A propensão dos Estados Unidos para o uso de armas nucleares pode ser vista como uma forma de chantagem e terrorismo de Estado contra o resto do mundo. Ele usou essas armas sem desculpas, ameaçou explicitamente usar essas armas em várias ocasiões e continua a ameaçar tacitamente com essas armas a qualquer momento de sua escolha. Isso, em resumo, é terrorismo de Estado.
Sem dúvida, dá aos governantes americanos uma pausa para pensar que a China ou a Rússia poderiam retaliar com uma força devastadora. Mas o que é repreensível e exclusivamente criminoso é a maneira imprudente como os governantes americanos continuam a empurrar a dinâmica para a guerra, apesar de seus discursos hipócritas sobre a defesa da “ordem internacional baseada em regras”.
Esta semana, o governo Biden anunciou que não estava se juntando ao Tratado de Céus Abertos, do qual o governo Trump anterior se afastou. Esse é pelo menos o terceiro tratado de controle de armas que os EUA abandonaram unilateralmente - o ABM, o INF e agora o OST. Mais uma vez, os Estados Unidos estão minando gravemente a segurança global com base em reivindicações provocativas e infundadas contra a Rússia e a China.
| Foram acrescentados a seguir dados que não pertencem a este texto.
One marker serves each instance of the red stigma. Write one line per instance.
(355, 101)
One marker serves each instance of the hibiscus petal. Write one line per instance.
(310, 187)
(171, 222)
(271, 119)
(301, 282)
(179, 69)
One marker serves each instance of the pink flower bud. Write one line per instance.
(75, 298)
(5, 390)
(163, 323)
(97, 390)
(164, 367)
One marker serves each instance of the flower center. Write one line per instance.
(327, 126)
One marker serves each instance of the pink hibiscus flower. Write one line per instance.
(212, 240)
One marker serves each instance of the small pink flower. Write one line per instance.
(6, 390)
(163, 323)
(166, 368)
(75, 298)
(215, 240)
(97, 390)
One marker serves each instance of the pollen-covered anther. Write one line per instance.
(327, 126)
Quando Biden se encontrar com o presidente Putin no próximo mês em Genebra, a mídia norte-americana disse que o primeiro vai levantar várias preocupações com o líder russo. Esse tipo de reportagem presunçosa implica um senso grosseiramente mal colocado de autoridade moral. A realidade, entretanto, é que Putin terá muito mais preocupações genuínas e urgentes a levantar sobre o lado americano e seu ataque à segurança global.
O fato é que os Estados Unidos são um agressor nuclear em série cujo verniz de suposta virtude é um disfarce tênue e cada vez mais transparente para a falência moral. É a ameaça preeminente para a paz mundial.